Zu viel Bauch, zu wenig Hirn

Die isländische Entscheidung ist gefühlsmäßig nachvollziehbar. Sie ist aber falsch.

Warum sollen wir für die Gier anderer zahlen? Mit dieser rhetorischen Frage lässt sich der Gedankengang hinter dem Nein der Isländer über das Entschädigungsabkommen für Sparguthaben ausländischer Kunden zusammenfassen. Briten und Holländer wollten höhere Zinsen, nun müssen sie – oder ihre Staaten – auch mit den Folgen des höheren Risikos leben.

Außerdem seien ja nicht die einfachen Isländer schuld an der ganzen Sache gewesen, heißt es in Reykjavik. Schuld seien vielmehr die Manager der Banken, die mit lukrativen Konditionen ausländisches Kapital im Mehrfachen des isländischen BIPs auf die kalte Insel lockten. Sollen die doch dafür geradestehen.


Gefühlsmäßig lässt sich das nachvollziehen. Dennoch lassen die Fakten den Schluss zu, dass die Entscheidung falsch ist. Nicht nur, dass isländische Sparer sehr wohl entschädigt wurden und den isländischen Staat aufgrund mangelnder Bankenaufsicht auch eine Schuld an der Malaise trifft.

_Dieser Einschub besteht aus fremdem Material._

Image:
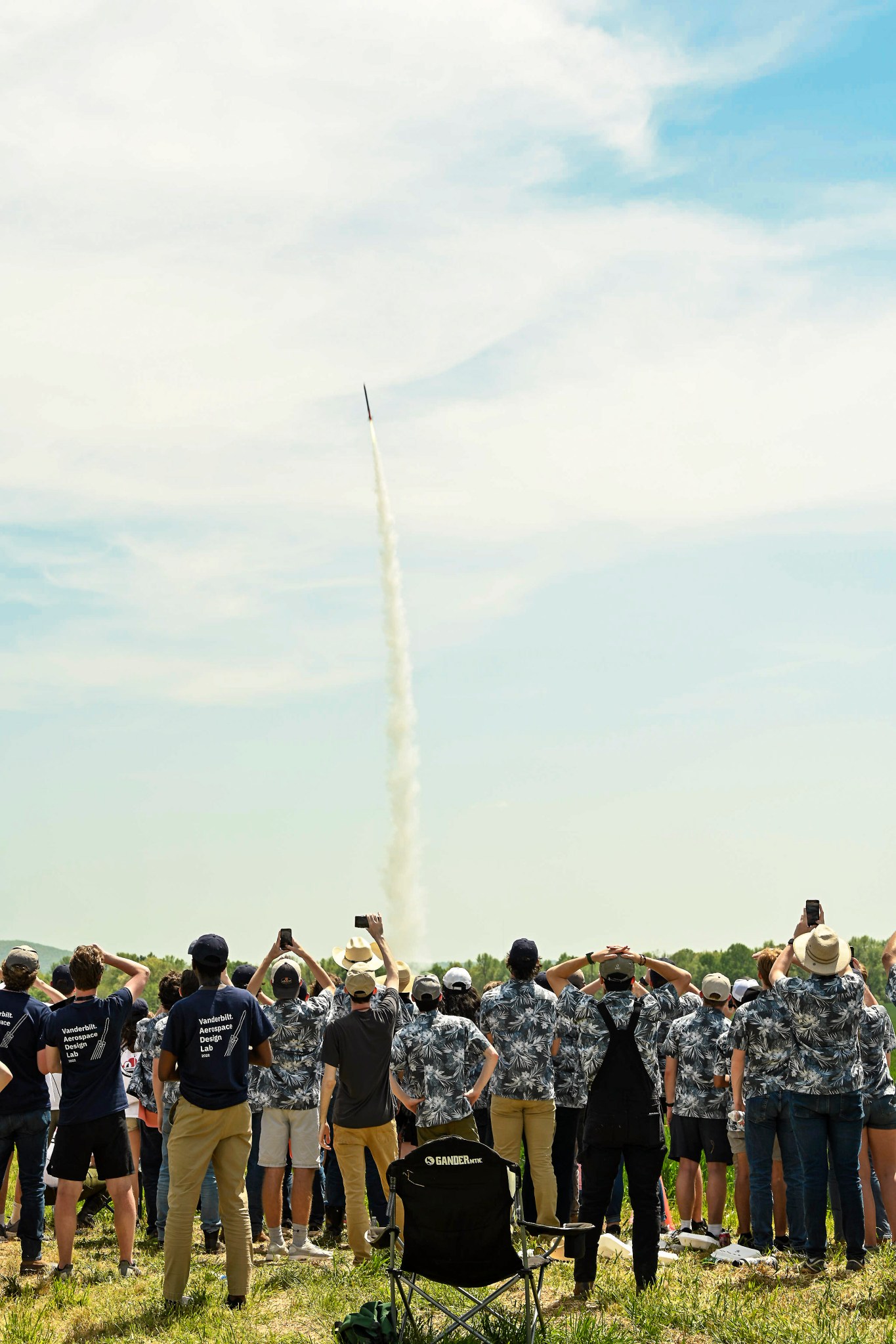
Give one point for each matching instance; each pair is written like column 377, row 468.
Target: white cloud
column 215, row 222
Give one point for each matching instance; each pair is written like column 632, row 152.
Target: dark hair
column 461, row 1003
column 188, row 983
column 169, row 988
column 86, row 966
column 616, row 984
column 524, row 968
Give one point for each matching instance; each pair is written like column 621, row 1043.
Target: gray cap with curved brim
column 617, row 966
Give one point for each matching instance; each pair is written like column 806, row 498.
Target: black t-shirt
column 88, row 1037
column 360, row 1046
column 22, row 1020
column 211, row 1034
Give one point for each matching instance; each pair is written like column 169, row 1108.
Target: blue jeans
column 27, row 1133
column 819, row 1123
column 209, row 1194
column 769, row 1119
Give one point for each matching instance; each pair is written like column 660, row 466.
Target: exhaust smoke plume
column 402, row 894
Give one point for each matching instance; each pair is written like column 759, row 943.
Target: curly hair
column 461, row 1003
column 169, row 988
column 18, row 979
column 86, row 966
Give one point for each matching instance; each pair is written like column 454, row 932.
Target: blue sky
column 620, row 281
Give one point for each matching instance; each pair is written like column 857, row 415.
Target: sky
column 620, row 280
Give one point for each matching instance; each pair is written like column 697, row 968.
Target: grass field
column 694, row 1303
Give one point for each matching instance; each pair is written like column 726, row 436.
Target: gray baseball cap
column 617, row 966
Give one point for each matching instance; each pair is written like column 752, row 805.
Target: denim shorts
column 880, row 1112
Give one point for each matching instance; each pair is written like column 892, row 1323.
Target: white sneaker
column 309, row 1251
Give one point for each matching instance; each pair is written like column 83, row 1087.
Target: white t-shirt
column 128, row 1065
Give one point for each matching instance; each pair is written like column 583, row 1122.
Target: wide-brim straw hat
column 403, row 978
column 356, row 953
column 822, row 952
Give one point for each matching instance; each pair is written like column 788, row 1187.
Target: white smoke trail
column 402, row 892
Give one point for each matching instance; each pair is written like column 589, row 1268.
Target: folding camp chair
column 457, row 1202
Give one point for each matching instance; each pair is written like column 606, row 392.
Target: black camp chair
column 457, row 1202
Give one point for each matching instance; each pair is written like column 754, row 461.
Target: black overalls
column 622, row 1120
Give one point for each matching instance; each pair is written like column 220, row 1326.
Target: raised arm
column 375, row 926
column 135, row 969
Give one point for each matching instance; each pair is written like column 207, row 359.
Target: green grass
column 694, row 1303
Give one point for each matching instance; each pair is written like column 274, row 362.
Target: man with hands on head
column 624, row 1117
column 824, row 1079
column 83, row 1043
column 291, row 1093
column 359, row 1047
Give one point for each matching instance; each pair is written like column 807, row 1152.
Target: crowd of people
column 280, row 1114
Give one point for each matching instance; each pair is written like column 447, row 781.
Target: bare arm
column 738, row 1058
column 49, row 1061
column 327, row 1093
column 135, row 969
column 375, row 926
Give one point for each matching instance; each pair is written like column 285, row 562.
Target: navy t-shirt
column 22, row 1022
column 211, row 1034
column 88, row 1035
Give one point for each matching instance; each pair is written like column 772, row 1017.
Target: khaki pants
column 350, row 1146
column 223, row 1137
column 511, row 1119
column 463, row 1128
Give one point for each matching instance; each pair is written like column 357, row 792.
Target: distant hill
column 49, row 956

Entscheidender für Island ist, wie es nach dem großen Schock schnell neu starten kann. Die Ablehnung der Entschädigung, die die Isländer aufgrund vorhandener Banken-Assets gar nicht so viel kosten wird, ist dabei kontraproduktiv. So kündigten Ratingagenturen bereits an, die Kreditwürdigkeit Islands deshalb herabzustufen. Das kann man unfair finden, ist aber so. Und alle Banken zuzusperren und nur noch fischen zu gehen ist auch im hohen Norden keine Alternative.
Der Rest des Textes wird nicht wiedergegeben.